Over Lucebert I

Op verzoek van een onzer redacteuren schreef Andrew Ricca de eerste schakel van een kettingbrief over de recente onthullingen rondom Lucebert’s jeugdbrieven.

Dearest Tommy,

In clearing my throat before I share my thoughts on a writer about whom I know next to nothing, I should underline how pleasant it is to do so again; I haven’t said anything so confidently while yet so ill-informed since we were both students and everything was political! I still tend to think that is the case most of the time but thankfully I won’t need to write about everything, about which I happen to know a whole lot incidentally, but about Lucebert’s Nazi sympathies, or the question, as you put it, of (how) does this ideological position influence the reading of his work?

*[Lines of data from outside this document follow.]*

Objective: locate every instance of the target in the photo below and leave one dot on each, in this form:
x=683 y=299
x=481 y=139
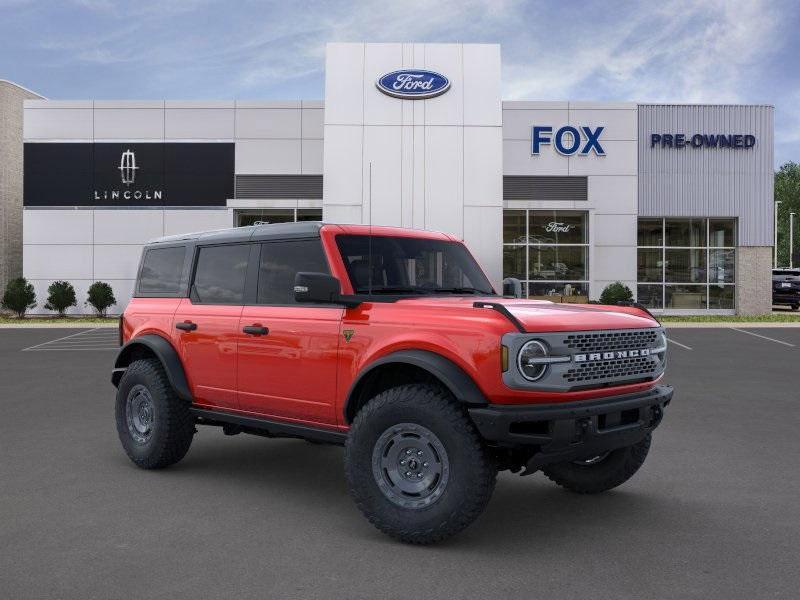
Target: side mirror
x=512 y=287
x=316 y=287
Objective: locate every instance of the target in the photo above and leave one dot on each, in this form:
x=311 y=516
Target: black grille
x=622 y=368
x=633 y=339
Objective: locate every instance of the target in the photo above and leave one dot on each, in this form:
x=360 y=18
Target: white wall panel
x=447 y=109
x=344 y=83
x=116 y=262
x=481 y=101
x=313 y=123
x=312 y=157
x=267 y=123
x=57 y=226
x=620 y=159
x=268 y=156
x=483 y=166
x=58 y=124
x=380 y=109
x=382 y=149
x=127 y=226
x=613 y=194
x=342 y=183
x=67 y=261
x=128 y=123
x=188 y=221
x=444 y=180
x=199 y=123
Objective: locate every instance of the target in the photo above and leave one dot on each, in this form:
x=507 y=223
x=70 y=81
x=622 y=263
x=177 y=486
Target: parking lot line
x=763 y=337
x=679 y=344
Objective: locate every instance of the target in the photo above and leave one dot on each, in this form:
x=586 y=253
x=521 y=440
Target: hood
x=542 y=315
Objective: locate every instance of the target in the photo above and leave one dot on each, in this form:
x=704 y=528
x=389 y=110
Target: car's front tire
x=153 y=424
x=600 y=473
x=415 y=465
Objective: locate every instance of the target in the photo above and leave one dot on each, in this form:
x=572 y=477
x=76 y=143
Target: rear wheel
x=600 y=473
x=153 y=424
x=415 y=465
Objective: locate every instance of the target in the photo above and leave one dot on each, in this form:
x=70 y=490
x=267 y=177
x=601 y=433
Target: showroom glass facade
x=262 y=216
x=686 y=264
x=548 y=250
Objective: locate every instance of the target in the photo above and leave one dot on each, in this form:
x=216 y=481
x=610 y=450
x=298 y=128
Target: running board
x=268 y=427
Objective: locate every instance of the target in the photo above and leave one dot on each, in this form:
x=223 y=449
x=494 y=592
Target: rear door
x=206 y=324
x=287 y=361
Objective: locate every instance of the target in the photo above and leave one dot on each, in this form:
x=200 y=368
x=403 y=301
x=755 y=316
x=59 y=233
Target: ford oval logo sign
x=413 y=84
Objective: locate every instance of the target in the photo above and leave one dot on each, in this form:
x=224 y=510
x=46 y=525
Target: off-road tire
x=172 y=425
x=471 y=472
x=615 y=469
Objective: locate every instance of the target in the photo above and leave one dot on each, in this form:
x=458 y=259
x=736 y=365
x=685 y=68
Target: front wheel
x=416 y=466
x=600 y=473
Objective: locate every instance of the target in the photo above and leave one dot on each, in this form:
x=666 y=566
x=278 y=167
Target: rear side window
x=161 y=271
x=280 y=262
x=220 y=274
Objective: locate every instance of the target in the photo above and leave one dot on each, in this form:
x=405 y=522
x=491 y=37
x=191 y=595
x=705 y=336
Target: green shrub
x=60 y=296
x=19 y=296
x=616 y=292
x=101 y=297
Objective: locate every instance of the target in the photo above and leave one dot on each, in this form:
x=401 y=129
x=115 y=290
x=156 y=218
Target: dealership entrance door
x=262 y=216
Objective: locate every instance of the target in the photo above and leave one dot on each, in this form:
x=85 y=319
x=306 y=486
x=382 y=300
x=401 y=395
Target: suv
x=786 y=287
x=392 y=343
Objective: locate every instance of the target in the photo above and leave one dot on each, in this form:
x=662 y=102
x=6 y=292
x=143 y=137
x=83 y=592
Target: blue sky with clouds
x=667 y=50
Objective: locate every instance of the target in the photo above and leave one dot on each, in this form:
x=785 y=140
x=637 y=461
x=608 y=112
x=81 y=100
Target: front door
x=288 y=351
x=206 y=325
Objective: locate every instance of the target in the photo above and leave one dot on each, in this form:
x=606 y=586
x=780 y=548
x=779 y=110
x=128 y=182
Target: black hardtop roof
x=270 y=231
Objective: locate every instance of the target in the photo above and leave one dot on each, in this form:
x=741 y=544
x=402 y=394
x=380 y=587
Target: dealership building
x=674 y=200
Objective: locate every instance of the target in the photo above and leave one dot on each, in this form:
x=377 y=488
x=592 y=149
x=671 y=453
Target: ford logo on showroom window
x=413 y=84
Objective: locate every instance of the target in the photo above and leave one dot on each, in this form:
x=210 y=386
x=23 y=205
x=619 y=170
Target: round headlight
x=528 y=360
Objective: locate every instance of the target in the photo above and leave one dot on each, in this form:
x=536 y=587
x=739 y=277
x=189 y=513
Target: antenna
x=369 y=236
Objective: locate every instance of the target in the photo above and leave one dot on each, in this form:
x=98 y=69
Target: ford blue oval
x=413 y=84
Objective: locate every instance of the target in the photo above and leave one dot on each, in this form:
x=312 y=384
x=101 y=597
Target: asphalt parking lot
x=714 y=512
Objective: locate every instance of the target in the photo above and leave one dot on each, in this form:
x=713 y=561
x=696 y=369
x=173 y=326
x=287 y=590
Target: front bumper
x=576 y=430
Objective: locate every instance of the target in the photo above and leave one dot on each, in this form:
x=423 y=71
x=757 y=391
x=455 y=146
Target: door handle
x=255 y=330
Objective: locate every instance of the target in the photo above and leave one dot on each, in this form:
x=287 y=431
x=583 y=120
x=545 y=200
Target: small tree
x=60 y=296
x=616 y=292
x=101 y=297
x=19 y=296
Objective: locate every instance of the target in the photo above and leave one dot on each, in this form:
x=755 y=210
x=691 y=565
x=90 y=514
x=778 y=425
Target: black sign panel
x=123 y=174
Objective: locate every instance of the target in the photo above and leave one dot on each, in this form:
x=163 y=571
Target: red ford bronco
x=393 y=343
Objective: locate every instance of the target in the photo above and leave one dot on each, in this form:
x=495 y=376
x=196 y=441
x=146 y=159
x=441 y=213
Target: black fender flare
x=453 y=377
x=165 y=353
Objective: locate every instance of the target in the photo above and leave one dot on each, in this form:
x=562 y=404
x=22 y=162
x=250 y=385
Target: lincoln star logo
x=127 y=167
x=594 y=356
x=413 y=84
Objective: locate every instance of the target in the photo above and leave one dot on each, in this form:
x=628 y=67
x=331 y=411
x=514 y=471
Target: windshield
x=399 y=265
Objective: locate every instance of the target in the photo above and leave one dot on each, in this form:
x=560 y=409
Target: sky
x=717 y=51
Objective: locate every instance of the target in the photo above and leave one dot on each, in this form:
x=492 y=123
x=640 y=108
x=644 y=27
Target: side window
x=220 y=274
x=280 y=262
x=161 y=270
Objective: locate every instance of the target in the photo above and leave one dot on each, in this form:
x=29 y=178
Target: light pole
x=777 y=205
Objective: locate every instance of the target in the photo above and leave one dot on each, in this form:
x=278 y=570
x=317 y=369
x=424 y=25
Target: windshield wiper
x=391 y=289
x=463 y=290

At the risk of stating the obvious I’m spontaneously inclined to think that this is a decision that every reader will have to negotiate for his or herself. I have leafed through some translated poems and sought to find the Nazi there, and perhaps many others will too, especially those who are attached to his work. I imagine cultured folk pulling books out of their shelves, rereading some poems, looking for hints, a suspect verse, “lyriek is de moeder der politiek”, I wonder what he meant by that.

But I’ve read no more than a handful of his poems and can only attempt to reason through this by imperfect analogies. The publication of Larkin’s letters in the early nineties was a bad day for the poet’s reputation and the debate still rages on. He was undeniably racist, classist, perhaps misogynist, and a social conservative. And yet his work reveals what for need of a better term I can only call humanity and lived experiences of it. Often cynical to a fault, and sometimes sentimental, knowing what I know about the writer’s politics does little to diminish the beauty contained in his lines. Fundamentally I think it is a choice of mine to draw a distinction between the man and the work, and probably because I’d rather enjoy the work as I always have than engage in an exercise of reassessing it. I’m afraid that even if ideologically suspect, I’m tempted to fall for its beauty.

When you first informed me of this, however, I immediately thought of Paul de Man. Some year ago I happened to meet the academic who still a student first came across the damning articles, but even though we spoke of less interesting matters at the time, I nonetheless revisited the controversy. De Man was 22 in 1941, Lucebert was five years younger. Perhaps you can already see where I’m going.

I know even less about the context in which this very young man walked up to an SS office, but political conversions, like religious ones, are often emotionally or materially induced. What strikes me is the extent to which this episode lends itself to a poetic reading. A young man, mulling over an internal conflict and aware of the precariousness of his position, should I go? Should I not? Should I join them? Will it secure me a living, win me favours? He doesn’t join them though; joining would have meant parting with something more meaningful. Forgive the indulgence, but given the onslaught of compromises we have to negotiate daily, I can think of few better situations illustrating how “all things of value are defenceless.”